Added sugars may contribute to insulin resistance, which is a key idea underlying the GOLO diet and supplement. She observes that beverages, packaged snacks, morning cereals, fruit yogurt, and dairy goods are high in added sugar.
GOLO DIET COST?
The GOLO diet regimen is “free,” but you must buy Release to access the information.
Golo’s diet plans to take one Release capsule with each meal. One bottle lasts 4 weeks. Multiple-bottle purchase discounted.
FDA considers Release’s components safe, and following the “Metabolic Plan” may help people maintain healthy behaviors after stopping Release. As with any diet, outcomes and benefits vary.
Petersen says focusing on whole meals, good fats, and exercise are all healthy lifestyle aspects.
The diet is risk-free (aside from some risks for people with diabetes). As with any diet, see a doctor first. All relevant research is financed by GOLO, therefore 1 to 2 pounds a week weight reduction claims are unsubstantiated. Still, this pace of weight reduction is safer than fast dieting.
Petersen says that most health websites declare their products/websites aren’t meant to diagnose, treat, cure, or prevent illness. “The GOLO website promises to ‘cure metabolic disorders,’ which is false.”
Due to a lack of study, it’s unknown how long weight reduction effects will persist.

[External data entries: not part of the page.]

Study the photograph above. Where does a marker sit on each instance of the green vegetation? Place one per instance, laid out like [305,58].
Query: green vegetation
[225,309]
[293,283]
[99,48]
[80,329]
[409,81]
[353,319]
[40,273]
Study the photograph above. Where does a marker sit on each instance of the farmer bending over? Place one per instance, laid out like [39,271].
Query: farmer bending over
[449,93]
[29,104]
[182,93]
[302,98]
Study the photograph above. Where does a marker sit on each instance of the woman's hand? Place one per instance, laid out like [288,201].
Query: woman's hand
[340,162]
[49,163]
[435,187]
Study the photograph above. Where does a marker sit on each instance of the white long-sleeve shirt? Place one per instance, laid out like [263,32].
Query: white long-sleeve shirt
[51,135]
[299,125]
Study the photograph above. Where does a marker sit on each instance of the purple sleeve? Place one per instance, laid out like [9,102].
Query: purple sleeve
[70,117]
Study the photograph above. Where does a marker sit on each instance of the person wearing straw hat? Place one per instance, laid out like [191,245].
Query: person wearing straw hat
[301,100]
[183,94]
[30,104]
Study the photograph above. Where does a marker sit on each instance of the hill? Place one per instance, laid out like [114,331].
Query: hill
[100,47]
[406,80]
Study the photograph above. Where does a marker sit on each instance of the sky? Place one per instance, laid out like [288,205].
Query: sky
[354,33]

Most patients take Release for three to six months, and it’s uncertain whether weight reduction is maintained.
IS IT SAFE FOR YOU TO FOLLOW THE DIET?
To find out whether the GOLO diet is right for you, like with any other diet, you should talk to your doctor or nutritionist. There is no hard proof that the diet is more successful for weight reduction than other diets, despite the fact that the diet advice and substances in Release are typically safe.
Good-for-you foods are recommended. Samantha Cassetty, RD, of New York City, says the approach stresses fruits, vegetables, lean protein, nuts, and whole grains over processed carbs. She claims this would encourage a healthy weight and great health consequences.
Focusing on whole foods reduces dependency on processed foods, which is healthy. Cassetty cites Cell Metabolism research that says this diet may aid weight reduction. Twenty people ate an ultra-processed or unprocessed diet for two weeks.
Two weeks later, they switched diets. Processed food eaters ingested 500 extra calories (from carbohydrates and fat) and gained two pounds. Fresh-food dieters? Two pounds disappeared. Cassetty says processed food eaters don’t fill up as quickly and eat quicker, therefore they eat more.